John D. Smith, Stillwater

The Bill of Rights was established to ensure that the Constitution protected the rights of citizens against the government’s dictates. Its first clause, which prohibited any laws “respecting the establishment of religion”, demonstrates how important it was for the founders to ensure that we are not subject to government dictates about what religious tenets “correct.”

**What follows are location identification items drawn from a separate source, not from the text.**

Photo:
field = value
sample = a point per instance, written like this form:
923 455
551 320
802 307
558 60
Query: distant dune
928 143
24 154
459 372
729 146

Public employees who try to use their position for their religious beliefs can cause problems. Kennedy did this when he was a high school football coach in Seattle. After each game, Kennedy began to pray at the 50-yard mark. He would then pray loudly if any students were present. He said that he did it to make his students better. Kennedy v. Bremerton school district, currently before the Supreme Court is a case in which the First Amendment’s establishment clause conflicts with Kennedy’s free exercise of religion rights and free speech rights.

The establishment clause prohibits the government from coercing people to follow religious practices it does not like. Coercion goes beyond the government’s power to fine or arrest people. They may feel they must conform to the government’s demands to show patriotism or please their peers by adhering to a group behavior. In Lee v. Weisman, the former Justice Anthony Kennedy stated that government cannot use social pressures to enforce orthodoxy any more than it can use more direct methods.

Justice Kennedy pointed out that children are particularly vulnerable to psychological pressure. This is why the government must be careful not to inject religious persuasion in public school activities.

Kennedy, a former coach, agreed to restrictions on his freedom of religion expression when he accepted government employment at a public school. However, he is also requesting the right to be the focal point of attention at the 50-yard mark of a packed stadium. The court must not only consider the rights he claims, but also the rights of the students he was charged with to be free from religious coercion from government officials.